Power Outages Cost Nigerian Firms 3% of Sales – AfDB
The African Development Bank (AfDB) has revealed that power outages cost Nigerian businesses about 3% of their annual sales, forcing firms to spend heavily on generators and other private alternatives.
In its African Economic Outlook 2026, the AfDB noted that unreliable electricity supply has become a major drag on profitability, with companies increasingly relying on self-generated power.
The report stated: “Electricity outage losses amount to 3% of annual sales in Nigeria and 10% in Mali and Chad. Generator reliance is widespread, with 70.7% of firms in Nigeria, 63.3% in South Africa, and 38.7% in Tanzania owning or sharing generators.”

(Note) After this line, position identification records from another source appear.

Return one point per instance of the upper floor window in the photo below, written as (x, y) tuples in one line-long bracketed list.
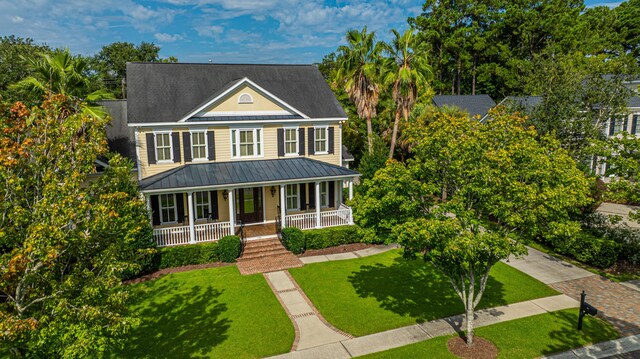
[(245, 98), (168, 211), (199, 145), (321, 140), (291, 141), (246, 142), (163, 146)]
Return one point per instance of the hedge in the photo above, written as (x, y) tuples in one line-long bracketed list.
[(293, 239), (331, 237), (229, 248), (178, 256)]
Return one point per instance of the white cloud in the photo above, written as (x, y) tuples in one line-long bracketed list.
[(162, 37)]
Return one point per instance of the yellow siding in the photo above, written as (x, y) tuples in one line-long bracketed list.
[(223, 148), (230, 103)]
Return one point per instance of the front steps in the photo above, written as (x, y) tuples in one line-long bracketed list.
[(266, 255)]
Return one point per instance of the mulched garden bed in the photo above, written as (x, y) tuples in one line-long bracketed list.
[(162, 272), (481, 348), (337, 249)]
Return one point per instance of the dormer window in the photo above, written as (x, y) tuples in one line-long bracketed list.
[(245, 98)]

Beyond lost production, businesses face additional costs for private water supply, security, and logistics, which the AfDB described as “parallel levies” that erode disposable income and profitability.
The bank warned that these hidden costs weaken productivity, discourage investment, and encourage informality, effectively functioning as a hidden tax on economic activity.

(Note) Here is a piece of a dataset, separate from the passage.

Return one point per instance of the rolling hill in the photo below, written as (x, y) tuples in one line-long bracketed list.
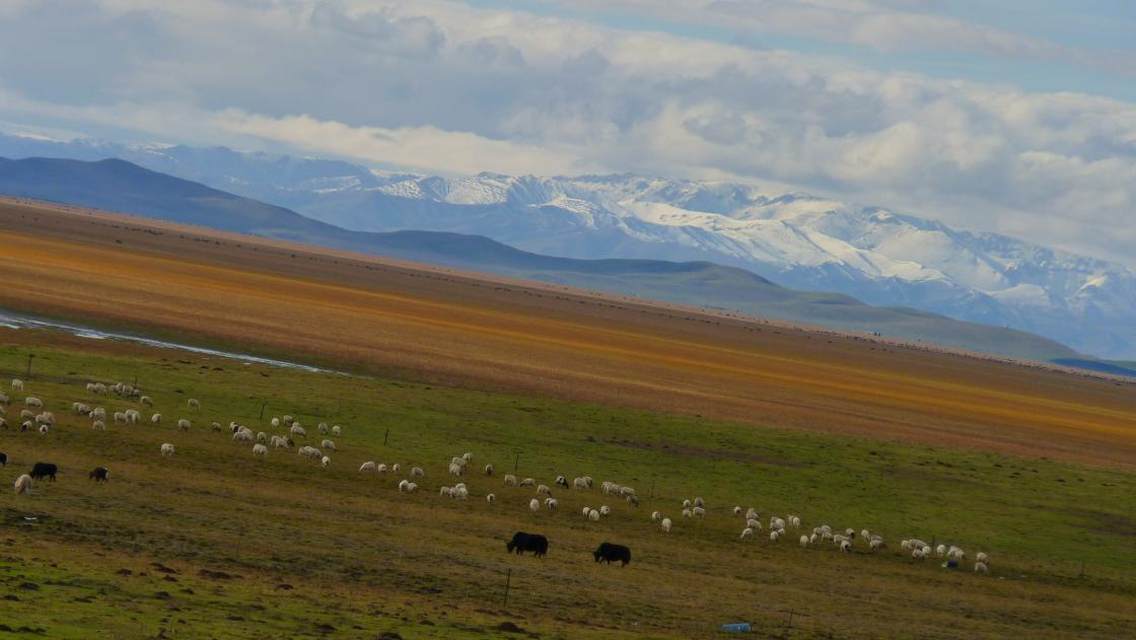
[(119, 185)]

It argued that improving public service delivery — in electricity, healthcare, education, water, sanitation, and administration — could boost growth, lower operating costs, and strengthen trust in government.
The AfDB noted that while business conditions in Nigeria improved in 2025, sustaining confidence will require reducing energy and logistics costs, addressing infrastructure gaps, and creating a more predictable environment for investors.
The findings come as Nigeria grapples with chronic electricity shortages, compounded by the recent cancellation of a $717.7m World Bank-backed power sector loan, which had aimed to restore financial sustainability in the industry.